Business Definitions – F
Features, Advantages and Benefits Analysis (FAB) – A FAB analysis explores the features, advantages, and benefits of a product or service offering. Marketing plans need to understand these concepts in order to develop effective marketing programs. People often confuse features and benefits. For example, in an automobile, air bags are a the feature that produce the benefit of greater safety. Advantages fall in between, features become advantages that offer benefits to the end user.
failure rule, common causes – Entrepreneurial ventures most often fail due to one or more of these four issues: 1) Inadequate sales (39%) 2) Competitive weaknesses (21%) 3) Excessive operating expenses (11%) 4) Uncollected receivables (9%).
fatal 2% rule – The concept that if a venture can just get “2%” of total market share it will be successful. This percentage can be unattainable based on the approach, limited resources, and/or structure of the industry.
first mover disadvantage – These factors can turn first-mover advantages into weaknesses. They include: 1) Resolution of technological uncertainty 2) Resolution of strategic uncertainty 3) Free-rider effect – others duplicate based on the leader’s success 4) Complementary assets to exploit core technological expertise.

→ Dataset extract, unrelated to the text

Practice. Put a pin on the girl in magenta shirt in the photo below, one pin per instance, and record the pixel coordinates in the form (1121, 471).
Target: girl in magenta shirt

fiscal year – Standard accounting practice allows the accounting year to begin in any month. Fiscal years are numbered according to the year in which they end. For example, a fiscal year ending in February of 1992 is Fiscal 1992, even though most of the year takes place in 1991.
five forces model – Porter’s model that considers these forces as they impact and industry and the overall competitive climate: 1) Risk of entry by potential competitors 2) Bargaining power of suppliers 3) Bargaining power of buyers 4) Threat of substitute products 5) Rivalry among established firms.
fixed cost – Running costs that take time to wind down: usually rent, overhead, some salaries. Technically, fixed costs are those that the business would continue to pay even if it went bankrupt. In practice, fixed costs are usually considered the running costs. These are static expenses that do not fluctuate with output volume and become progressively smaller per unit of output as volume increases. Fixed costs are an important assumption for developing a break-even analysis. The standard break-even formula estimates a break-even point of sales based on per-unit price or revenue, per-unit variable costs, and fixed costs. For more on this, see the discussion on break-even analysis in the free online book Hurdle: the Book on Business Planning
fixed liabilities – Debts; money that must be paid. Usually, debt on terms of longer than five years are fixed liabilities. (Also called Long-term Liabilities.) Fixed Liabilities, in contrast to Floating Liabilities, are secured by assets with a stable value, such as a building or a piece of equipment.
floating liabilities – Debts; money that must be paid. Floating Liabilities, in contrast to Fixed Liabilities, are secured by assets with a constantly changing value, such as a company’s Accounts Receivable (debtors). These are usually short-term loans.
focus group – Small groups of people, usually between 9 and 12 in number, representing target audiences, that are brought together to discuss a topic that will offer insight for product development and/or marketing efforts.
forms of market research – Market research can be casual, affordable, and effective for the entrepreneur. Jay Conrad Levinson provides examples of this form of market research approach in “Guerrilla Marketing Attack.”
frequency marketing – Activities which encourage repeat purchasing through a formal program enrollment process to develop loyalty and commitment from the customer base. Frequency marketing is also referred to as loyalty programs.
front end (websites) – Front end and back end describe program interfaces relative to the user. The front end, here, is the appearance of your website. It is the graphic design and HTML portion — some people call this the user interface or UI. In contrast, the portion of the application you or your developers work with is the back-end. The back end handles the dynamic parts of the site, such as a newsletter, an administration page, a registration database, a contact page or more complicated Web applications. Your back end interfaces with your UI and makes your website work.
future value projections – The process of projecting the future value of a venture and/or an investment in the venture. It typically considers an expected rate of return, inflation, and the period of time to assess future value.